The information is interpreted by a machine and drawn as a graph. The graph consists of multiple waves, which reflect the activity of the heart. The height, length, and frequency of the waves are read in the following way:

  • The number of waves per minute on the graph is the heart rate.
  • The distances between these waves is the heart rhythm.
  • The shapes of the waves show how well the heart's electrical impulses are working, the size of the heart, and how well the individual components of the heart are working together.
  • The consistency of the waves provides relatively specific information about any heart damage present.

A person's heartbeat should be consistent and even. ECGs look for abnormally slow and fast heart rates, abnormal rhythm patterns, conduction blocks (short-circuits of the heart's electrical impulses that cause rhythm inconsistencies between the upper and lower chambers) — and four types of heart damage:

  1. ventricular hypertrophy — an abnormal thickening of the heart muscle
  2. ischemia — caused by an abnormally decreased blood supply
  3. cardiomyopathies — abnormalities in the heart muscle itself
  4. electrolyte and drug disturbances — these can alter the heart's electrochemical environment

Computerized ECGs can be combined with other tests to provide a multimedia account of the heart. These additional tests include echocardiograms (which are basically "ultrasound" tests that bounce sound off the heart and use the echoes to produce an image) and thallium scans (which are kind of like X-rays and use a radioactive tracer, injected into the bloodstream, to help draw a picture of the heart).

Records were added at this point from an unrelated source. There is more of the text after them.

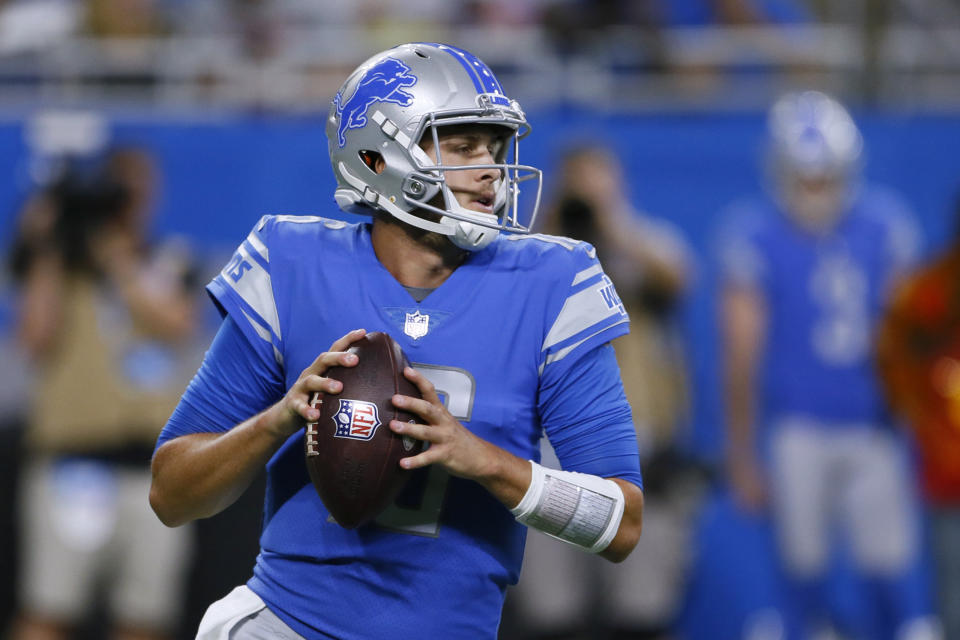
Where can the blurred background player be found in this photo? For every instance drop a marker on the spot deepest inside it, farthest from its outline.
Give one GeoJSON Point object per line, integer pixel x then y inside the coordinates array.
{"type": "Point", "coordinates": [919, 356]}
{"type": "Point", "coordinates": [806, 273]}
{"type": "Point", "coordinates": [564, 593]}
{"type": "Point", "coordinates": [106, 316]}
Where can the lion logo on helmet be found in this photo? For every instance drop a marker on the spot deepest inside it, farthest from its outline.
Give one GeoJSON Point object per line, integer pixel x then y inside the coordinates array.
{"type": "Point", "coordinates": [384, 82]}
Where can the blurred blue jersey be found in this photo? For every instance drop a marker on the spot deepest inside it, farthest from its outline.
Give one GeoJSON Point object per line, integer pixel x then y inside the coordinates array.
{"type": "Point", "coordinates": [824, 294]}
{"type": "Point", "coordinates": [514, 341]}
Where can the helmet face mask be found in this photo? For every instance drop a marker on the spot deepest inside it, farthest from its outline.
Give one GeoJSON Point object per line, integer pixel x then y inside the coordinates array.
{"type": "Point", "coordinates": [815, 155]}
{"type": "Point", "coordinates": [411, 95]}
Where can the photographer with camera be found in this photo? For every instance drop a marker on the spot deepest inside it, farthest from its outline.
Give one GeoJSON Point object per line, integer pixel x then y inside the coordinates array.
{"type": "Point", "coordinates": [106, 317]}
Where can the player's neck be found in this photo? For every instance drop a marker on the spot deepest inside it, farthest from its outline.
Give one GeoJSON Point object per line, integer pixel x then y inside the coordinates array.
{"type": "Point", "coordinates": [415, 260]}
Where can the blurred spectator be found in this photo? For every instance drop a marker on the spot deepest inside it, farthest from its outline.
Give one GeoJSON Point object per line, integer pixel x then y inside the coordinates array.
{"type": "Point", "coordinates": [564, 593]}
{"type": "Point", "coordinates": [805, 276]}
{"type": "Point", "coordinates": [734, 12]}
{"type": "Point", "coordinates": [103, 315]}
{"type": "Point", "coordinates": [919, 358]}
{"type": "Point", "coordinates": [33, 25]}
{"type": "Point", "coordinates": [124, 18]}
{"type": "Point", "coordinates": [15, 379]}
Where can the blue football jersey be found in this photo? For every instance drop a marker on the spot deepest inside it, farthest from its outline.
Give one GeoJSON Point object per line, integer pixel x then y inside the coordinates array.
{"type": "Point", "coordinates": [502, 339]}
{"type": "Point", "coordinates": [823, 294]}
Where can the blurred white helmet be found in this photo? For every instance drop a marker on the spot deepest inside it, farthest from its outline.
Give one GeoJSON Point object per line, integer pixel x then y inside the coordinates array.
{"type": "Point", "coordinates": [393, 101]}
{"type": "Point", "coordinates": [815, 153]}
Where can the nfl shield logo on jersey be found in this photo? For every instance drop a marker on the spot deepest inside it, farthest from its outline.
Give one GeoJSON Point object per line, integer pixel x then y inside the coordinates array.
{"type": "Point", "coordinates": [416, 325]}
{"type": "Point", "coordinates": [356, 419]}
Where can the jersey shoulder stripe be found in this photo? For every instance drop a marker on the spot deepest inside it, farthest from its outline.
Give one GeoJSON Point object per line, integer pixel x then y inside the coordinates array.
{"type": "Point", "coordinates": [244, 288]}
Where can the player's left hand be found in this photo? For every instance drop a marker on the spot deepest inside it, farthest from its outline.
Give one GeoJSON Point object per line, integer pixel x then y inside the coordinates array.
{"type": "Point", "coordinates": [452, 446]}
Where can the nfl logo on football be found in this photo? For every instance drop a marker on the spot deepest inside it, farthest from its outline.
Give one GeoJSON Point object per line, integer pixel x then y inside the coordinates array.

In the past, the ECG was recorded on a machine that drew on long strips of paper, with records from each electrode presented in a standard sequence. Now the ECG tracings are stored as computer files that can be called up and printed.

How Long Will it Take to Get Results?

Results of the ECG are available immediately. In fact, the ECG machine's computer even provides an instant interpretation of the findings as it makes the report. However, the doctor also might ask an expert, usually a cardiologist, to help analyze and interpret the ECG.

Reference ranges for heart rate and the relative lengths and sizes of the various components of the heartbeat figures vary, and diagnostic differences may be subtle, requiring an expert eye to detect them.